Archaeologists and art historians have always praised Angkor Wat for its perfect proportions—its meticulous design, its exact measurements.
But the medieval complex—the famous central temple, with its five lotus-shaped towers, surrounded by an immense rectangle of walls—is not symmetrical.
The temple in the middle is slightly off-center—its east-west axis is 1 1/2 meters north of the walls’ east-west line.
This slight difference is practically imperceptible, but to Takeshi Nakagawa, an Angkor expert and professor at Japan’s Waseda University, it is one of the site’s most intriguing mysteries.
“Things that look like a mistake can actually convey the philosophy of the ancient Khmer world,” he said Monday at a seminar at the Japanese Embassy.
Nakagawa said the 1.5-meter gap has been known since the first French researchers measured Angkor Wat, but was always thought to be a measuring mistake.
So instead of noting that the temple is slightly askew, every description of Angkor Wat heaps praise upon its carefully planned, perfectly executed symmetry.
The descriptions remind us that Angkor Wat’s builders left nothing to chance. They calculated what the view would be from every doorway and causeway, constructing not only an impressive monument but also an experience for the viewer.
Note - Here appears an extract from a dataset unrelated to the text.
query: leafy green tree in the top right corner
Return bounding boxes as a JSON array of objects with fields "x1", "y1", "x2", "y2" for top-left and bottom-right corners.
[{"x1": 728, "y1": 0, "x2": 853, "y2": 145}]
So why didn’t the architects build the temple in line with the walls around it? Did they make a mistake?
Careful measurements revealed that the gap is not a mistake at all, Nakagawa said.
Nakagawa measured ancient Khmer temples in northern Thailand and found that “almost all of Khmer architecture has this gap,” he said.
He noted that Indian temples from the same period, from which the Khmers drew their primary inspiration, also featured such an asymmetrical alignment. But in the Indian temples, the gap is large and clearly visible, and may even be highlighted by smaller towers.
Why would the Khmers copy this feature, but reduce it to the point where it is nearly impossible to discern?
Nakagawa doesn’t have an answer to this, but he noted that many Indian architectural traditions were modified by the Khmers as they tried to reconcile Hindu ideas with the vestigial animism in their culture.
“They have accepted the Indian [ways], but they harmonize them with their own environment,” he said.
Still, the symbolic significance of placing temples off-center is not clear, Nakagawa said. Instead, it is one of the great temple’s many mysteries.
“We must preserve [Angkor] so that the next generation can make these mysteries clear,” he said.